Sim. E nas faixas 2 e 3 do Minha Casa Minha Vida, que é onde a gente atua, 90% do subsídio vem do Fundo de Garantia e só 10% vem da União. Nessas faixas, o imposto é de 4% sobre o valor da unidade e o imposto sobre a cadeia (cimento, aço, serviço, acabamento, etc.) é de mais ou menos 8% o preço da unidade, que custa cerca de 150.000 reais – um apartamento típico da MRV. Então, do ponto de vista fiscal, as faixas 2 e 3 são extremamente eficientes.
E quais os planos da MRV para os próximos anos?
Temos feito um trabalho interessante. Entramos na crise com caixa alto, alavancagem baixa, estrutura de capital folgada e isso nos permitiu uma postura agressiva. Nos últimos três anos, gastamos quase 700 milhões de reais em terrenos, percorremos um caminho muito diferente do setor. O crescimento foi pequeno nesse período, mas o dever de casa foi muito bem feito. Temos 40 bilhões de reais de land banking [banco de terrenos]. No curto prazo, ainda não conseguimos colher o fruto desse trabalho, porque a legalização é demorada, leva cerca de 3 anos. Então, em 2017 e 2018, vamos conseguir desovar uma boa parte desse land banking. Também investimos em tecnologia da informação e em preparação de time. Isso vai pavimentar um caminho de crescimento em uma nova fase do mercado.

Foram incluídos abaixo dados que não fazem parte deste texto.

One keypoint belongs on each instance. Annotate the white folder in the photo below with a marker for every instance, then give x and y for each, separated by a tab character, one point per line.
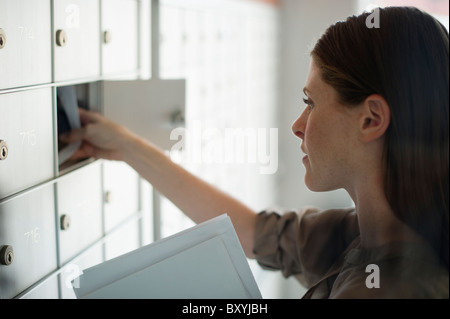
205	261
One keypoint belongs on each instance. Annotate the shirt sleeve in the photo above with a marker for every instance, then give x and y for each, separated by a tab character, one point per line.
305	243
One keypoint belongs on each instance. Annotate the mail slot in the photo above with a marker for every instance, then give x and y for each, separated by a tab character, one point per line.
27	225
71	271
121	193
76	44
79	210
26	132
25	44
119	37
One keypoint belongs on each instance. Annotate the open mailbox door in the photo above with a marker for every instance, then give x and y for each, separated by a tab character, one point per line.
149	108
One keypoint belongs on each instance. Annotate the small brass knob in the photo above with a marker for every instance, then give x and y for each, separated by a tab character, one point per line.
3	150
65	222
6	255
61	38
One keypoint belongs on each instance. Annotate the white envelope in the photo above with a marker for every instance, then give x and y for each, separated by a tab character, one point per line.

Quando a melhora para o mercado imobiliário como um todo virá?
São três fatores: preço, financiamento e confiança. Dois deles já estão endereçados. O preço do imóvel caiu nos últimos dois anos, quando falamos do segmento de média e alta renda. O segundo fator é a confiança, que depende de políticas públicas acertadas no longo prazo – a economia tem que voltar a crescer, o desemprego voltar a cair. O pico negativo de confiança foi no meio do ano, a gente tem visto alguns sinais de recuperação. Vai levar um certo tempo, mas, olhando para frente, eu diria que a confiança vai se recuperar gradativamente – o pior já passou. O terceiro aspecto é financiamento, e aí está a grande ameaça. No segmento de média e alta renda, a saída foi de 80 bilhões de reais da poupança nos últimos 18 meses. Então, é preciso que parte desse dinheiro volte para bancar os financiamentos.
Há construtoras em situação financeira delicada. Já que a melhora econômica tende a ser lenta, é possível que elas se recuperem? A MRV tem interesse em comprar alguma dessas companhias?
Infelizmente, algumas empresas chegaram à crise muito alavancadas e, como o custo da dívida está muito caro, é difícil fechar a conta. Algumas empresas realmente não vão conseguir manter as operações. É possível que haja uma mudança, mas vemos empresas fechando em outros setores do país. A explicação é muito parecida: redução no número de vendas e custo de capital muito alto. A MRV tem 37 anos de mercado e uma cultura de crescimento orgânico. Não faz nosso estilo comprar empresas.